イタリアワインのスペシャリストである「資生堂パーラー ザ・ハラジュク」の本多康志店長兼ソムリエが「オルネッライア」の楽しみ方を披露してくれた。
「『ポッジョ・アッレ・ガッツェ・デル・オルネッライア 2019年』の味わいに潮風を感じる」と本多氏。引き締まった酸とミネラルが顕著で、飲み手に、ボルゲリならではの風土感を意識させるエレガントなワインだ。
次に登場した『オルヌス・デル・オルネッライア 2013年』はプティ・マンサン100パーセントの甘口タイプで、生産量は3000~3400本程の希少アイテム。気候変動の影響を受けにくいブドウ品種なので、昨今、世界の栽培家からも再認識されているが、甘口に仕立てられることが多い。
深みのある黄金色、ドライアプリコットやトロピカルフルーツの香り、口中にねっとり感が広がり、ノン・マロラクティック発酵に由来する酸がワイン全体をバランス良くまとめている。思わず“深窓の令嬢”という言葉を使いたくなるオルネッライアの至宝だ!
『オルネッライア』の最新ヴィンテージ2018年と、創業20周年の記念ヴィンテージ2005年の利き比べでは、興味深いマリアージュが体験できた。
資生堂パーラーの「伝統のコンソメ」は、手間暇かけたスペシャリテで、本多氏は日ごろから「余分な脂分がない“旨味の塊”の肉料理」と表現している。ゆえに、白ワインではなく、熟成感のある落ち着いた赤ワインとのマリアージュを推奨。
『オルネッライア 2018年』は黒系果実の趣があり、テクスチャーもシルキー、単独で飲んでも美味だ。
『オルネッライア 2005年』は赤みを帯びた色調で、熟成感が出ている。
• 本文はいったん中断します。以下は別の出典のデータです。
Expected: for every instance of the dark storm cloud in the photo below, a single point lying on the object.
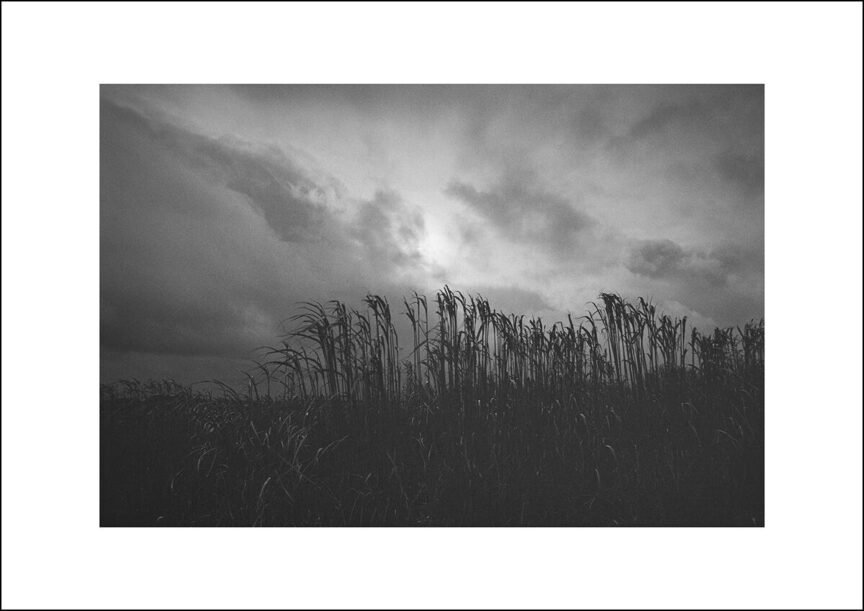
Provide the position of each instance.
(276, 185)
(389, 230)
(661, 117)
(524, 211)
(667, 260)
(207, 244)
(215, 221)
(747, 172)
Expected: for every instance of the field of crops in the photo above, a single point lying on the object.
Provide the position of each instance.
(622, 417)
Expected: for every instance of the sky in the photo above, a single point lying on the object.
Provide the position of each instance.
(223, 207)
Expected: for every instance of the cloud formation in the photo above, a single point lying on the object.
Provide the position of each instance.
(223, 207)
(524, 212)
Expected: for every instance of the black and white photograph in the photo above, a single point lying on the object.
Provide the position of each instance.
(432, 305)
(458, 305)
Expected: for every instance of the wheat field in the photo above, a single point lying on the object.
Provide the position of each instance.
(621, 417)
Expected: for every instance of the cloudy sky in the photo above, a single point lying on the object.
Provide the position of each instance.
(224, 206)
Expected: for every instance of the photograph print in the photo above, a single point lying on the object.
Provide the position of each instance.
(431, 305)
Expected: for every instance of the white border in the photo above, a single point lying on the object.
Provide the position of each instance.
(54, 57)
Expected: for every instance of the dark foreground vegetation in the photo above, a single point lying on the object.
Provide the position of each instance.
(623, 417)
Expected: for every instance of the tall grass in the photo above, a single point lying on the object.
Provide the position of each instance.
(622, 416)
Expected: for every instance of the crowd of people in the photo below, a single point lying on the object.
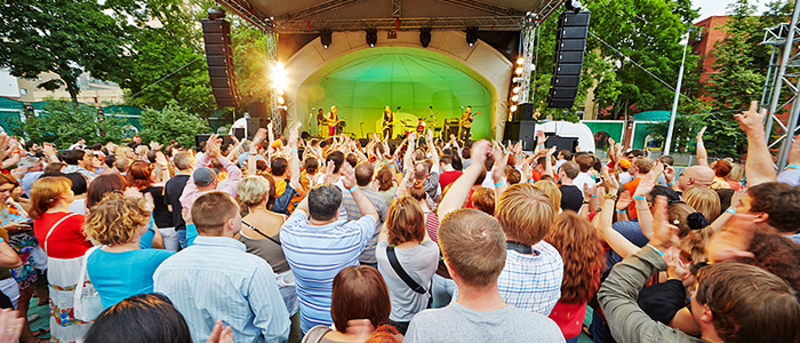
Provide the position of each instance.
(278, 239)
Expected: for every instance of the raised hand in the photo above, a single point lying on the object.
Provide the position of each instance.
(700, 134)
(348, 176)
(665, 235)
(733, 241)
(751, 121)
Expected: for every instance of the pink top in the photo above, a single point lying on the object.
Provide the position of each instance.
(569, 318)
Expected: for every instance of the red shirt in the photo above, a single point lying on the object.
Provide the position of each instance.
(447, 178)
(67, 240)
(631, 187)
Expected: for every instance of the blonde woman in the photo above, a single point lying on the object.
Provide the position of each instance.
(118, 224)
(261, 236)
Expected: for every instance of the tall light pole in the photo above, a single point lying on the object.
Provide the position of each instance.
(677, 97)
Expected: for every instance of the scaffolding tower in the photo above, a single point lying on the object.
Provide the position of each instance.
(784, 69)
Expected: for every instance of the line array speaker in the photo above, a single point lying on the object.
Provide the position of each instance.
(219, 55)
(570, 45)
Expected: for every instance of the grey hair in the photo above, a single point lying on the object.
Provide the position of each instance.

コンソメを口に含んだ後の余韻に相乗するように双方は一体化し、さらにワインの鉄っぽさとコンソメのキャラメルっぽさもうまく調和していた。
フィレ肉を合わせた場合、2018年は塩だけでも十分に楽しめる。肉本来の繊維質に寄り添ってくれる味わいで、オルネッライアのエステート・ディレクター アクセル・ハインツ 氏が“優美”と形容した意味がよくわかる。
2005年はワインの酸化熟成とマデイラソースの酸化したニュアンスが絶妙に重なり合い、ソースを付けるとよりリッチな印象になった。
最後に、琥珀色の『エリゴ・デル・オルネッライア グラッパ・レゼルヴァ』が供出された。小さな銅製の蒸留器で丹念に蒸留され、オルネッライア専用のフレンチオークで3年以上熟成させた深い余韻に浸れるグラッパで、“選ぶ”という意味のラテン語「eligo」に由来する逸品。グラッパ好きには垂涎のアイテムと言える。
長年の経験に裏打ちされた持論を展開してくれた本多氏は「世界のワインと比肩する実力を有すオルネッライアは、イタリアワインの枠にはめないでとらえてほしい」と強調していた。コロナ渦中で行動が制限されている今だからこそ、本物を見極める目を持つワイン愛好家に味わっていただきたい逸品である。